At 5:30 AM on Thursday, September 22, 2016, a man was inside his car when neighbors heard “There you go, Muslim,” before an explosive device was thrown into the victim’s car. The victim is badly burned on his face, arms, hands and legs, but was taken to nearby Temple Hospital and is in stable condition. The car was badly charred, with all four windows blown out.
However, the police are currently conducting a fire investigation, not an explosion investigation. Police have yet to comment on the case.

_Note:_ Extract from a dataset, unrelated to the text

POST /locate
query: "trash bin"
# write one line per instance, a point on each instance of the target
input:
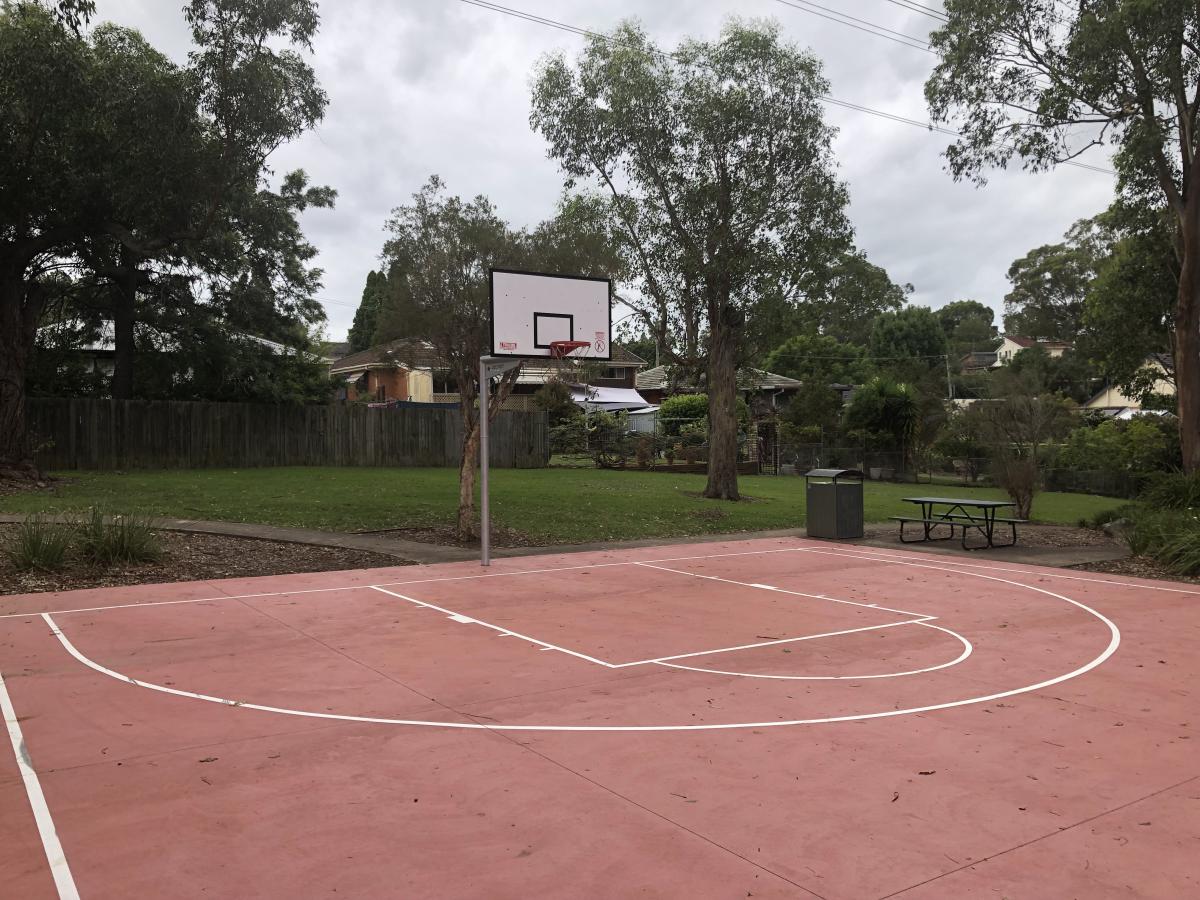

Philadelphia is home to over 200,000 Muslims, and 85% of them are Black. It’s referred to as the “Mecca of the West” with the fourth highest mosque count in the nation, behind Southern California, Chicago and Detroit. If this was a hate crime — which it was, as indicated by the statement of hostility towards a particular religious group, followed by an act of violence — that can’t just be overlooked.
Philadelphia is home to over 200,000 Muslims, and 85% of them are Black.
North Philly is predominately Black, and has been historically marginalized since W.E.B. Dubois’s groundbreaking research for The Philadelphia Negro, until today. The community has high levels of deep poverty with a median household income hardly over $14,000, an education system that is underperforming and failing youth all across the board, and a thriving drug trade with heroin as the drug of choice in the Badlands. The community is viewed through the lens of criminalization and the “War of Drugs,” at the intersection of race.
Yet the community’s faith cannot be entirely removed from this equation. There has been a steep increase of Islamophobic attacks in the nation and City of Brotherly Love in the recent years, including a pig’s head being left outside of a local mosque and school in 2015.
As the trend continues, it is important to highlight the nuances of the attack in a nation that not only has a problem with Islam, but also boasts a track record of targeting and killing Black children, youth, adults, and elders.